In three short weeks, the NFL has destroyed its credibility to the point that people now trust NBA refs to do better. NFL commissioner Roger Goodell has tarnished “The Shield” (the one thing he’s been vehement about protecting) because NFL owners are locking out the normal refs over $3.3 million a year in differences over pension.
That’s 0.11 percent of the NFL’s annual TV revenue.
It doesn’t matter if you’re pro- or anti-union. If you’re pro-football, you have to be clamoring for Goodell to get the real refs back in the fold. And while last night’s game was terrible, it was not the only example of what a mess this whole season has been.
Refs have to command the respect of the coaches and players. They may be hated, but that have to be respected for the game to flow. Football is a sport dependent on rules, and when those rules are called inconsistently and poorly, then the game falls apart.
Watching Sunday’s match between New England and Baltimore, we were befuddled over the seemingly arbitrary manner in which penalties were being assessed. And as Cowboys fans saw against Tampa Bay, poor old Tony was nearly decapitated on several plays where he was hit in the head, and nothing was called.
Of course, from a fan’s perspective, the most egregious example of WTF came in week two against Seattle. Golden Tate (funny how he shows up again) delivered a vicious crack-back block against linebacker Sean Lee that leveled Lee and kept him on the bench for several minutes. The legality of the hit is debatable, but under Goodell’s discretion, the league’s increased emphasis on player safety certainly made it seem like a flaggable offense.
It doesn’t matter if you’re pro- or anti-union.

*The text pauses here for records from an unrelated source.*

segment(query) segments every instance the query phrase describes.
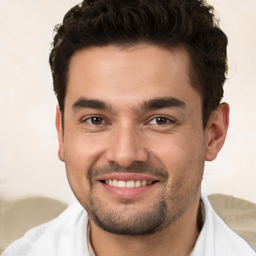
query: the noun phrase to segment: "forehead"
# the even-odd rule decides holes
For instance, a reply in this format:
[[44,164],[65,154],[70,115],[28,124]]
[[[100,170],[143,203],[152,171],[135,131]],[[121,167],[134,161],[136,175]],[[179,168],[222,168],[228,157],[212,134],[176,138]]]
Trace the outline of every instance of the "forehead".
[[188,55],[182,48],[169,50],[144,45],[82,50],[70,60],[66,105],[80,97],[118,108],[166,96],[184,102],[196,97],[200,102],[190,86],[188,67]]

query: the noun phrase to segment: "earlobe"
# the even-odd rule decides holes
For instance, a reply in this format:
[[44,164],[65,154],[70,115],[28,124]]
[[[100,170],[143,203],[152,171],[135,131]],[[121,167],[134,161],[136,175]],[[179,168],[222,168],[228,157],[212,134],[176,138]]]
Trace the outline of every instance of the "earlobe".
[[206,161],[214,160],[221,150],[226,138],[229,124],[230,106],[220,104],[210,117],[206,128]]
[[62,112],[60,110],[60,107],[58,106],[56,107],[56,129],[58,134],[58,158],[62,161],[64,162],[64,146],[63,138],[63,129],[62,123]]

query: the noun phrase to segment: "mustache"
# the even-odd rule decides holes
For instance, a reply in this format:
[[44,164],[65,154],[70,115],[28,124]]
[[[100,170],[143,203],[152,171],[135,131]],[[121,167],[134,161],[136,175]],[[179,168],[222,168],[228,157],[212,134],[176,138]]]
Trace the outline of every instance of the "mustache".
[[163,180],[168,179],[169,176],[166,169],[151,164],[134,162],[128,166],[122,167],[118,163],[113,162],[107,166],[92,166],[88,170],[88,178],[91,184],[99,176],[112,172],[144,174],[156,176]]

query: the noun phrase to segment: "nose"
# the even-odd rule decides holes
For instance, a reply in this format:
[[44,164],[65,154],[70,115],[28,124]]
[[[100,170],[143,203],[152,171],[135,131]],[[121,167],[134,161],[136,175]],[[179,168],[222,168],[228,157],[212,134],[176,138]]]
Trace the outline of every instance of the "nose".
[[112,142],[106,152],[106,160],[122,167],[134,162],[145,162],[148,154],[140,132],[132,127],[120,127],[114,132]]

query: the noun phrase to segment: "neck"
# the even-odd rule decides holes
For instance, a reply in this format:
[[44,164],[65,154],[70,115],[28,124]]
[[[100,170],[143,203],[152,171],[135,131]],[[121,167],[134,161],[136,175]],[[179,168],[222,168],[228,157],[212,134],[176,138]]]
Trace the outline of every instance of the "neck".
[[112,234],[90,222],[90,241],[96,255],[189,256],[199,234],[200,195],[174,223],[156,234],[132,236]]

If you’re pro-football, you have to be clamoring for Goodell to get the real refs back in the fold.
So when the flag came in at the end of the play, Seattle’s fans were apoplectic with what they considered an excessive penalty. Only thing was, the flag was on the Cowboys for a late hit out of bounds.
If you watched the video, don’t worry if you thought you missed the late hit. It was right there at the end of the play as Seattle QB Russell Wilson was guided out of bounds by the Cowboys player’s hands.
That was a penalty. Golden Tate’s hit that earned him a $21,000 fine from the league? That was all good.
You want to know how bad it has gotten? Clay Matthews, Green Bay’s linebacker, shared Roger Goodell’s phone number last night. Offensive guard T.J. Lang tweeted (caution: F-bombs abound) that the NFL had screwed the Packers and then followed it up by daring the league to fine him … and then use the money to pay the locked-out refs. Let’s check with the judges — yep, that’s a burn.
The players are actively taunting the league now, because they’re so mad they don’t even care. Patriots defensive tackle Vince Wilfork looked like he was about to rip one of the refs in two after the Ravens won the game on a controversial field goal. It’s only a matter of time before a ref gets punched.
Although this public rage has damaged the NFL, nothing has been nearly as bad as what is happening in Vegas. Just off of the Seattle/Green Bay game, between $150 and $250 million worldwide shifted in bets because of the final play. Green Bay was favored at 3.5 points, which they would have covered had the interception been called an interception. Oops?
The league has no purpose, and, in the absence of logic, the games have no meaning. The madness has gone on too long, and the NFL needs to fix it, like, yesterday. When even ESPN is excoriating you over this, you know you’ve messed up.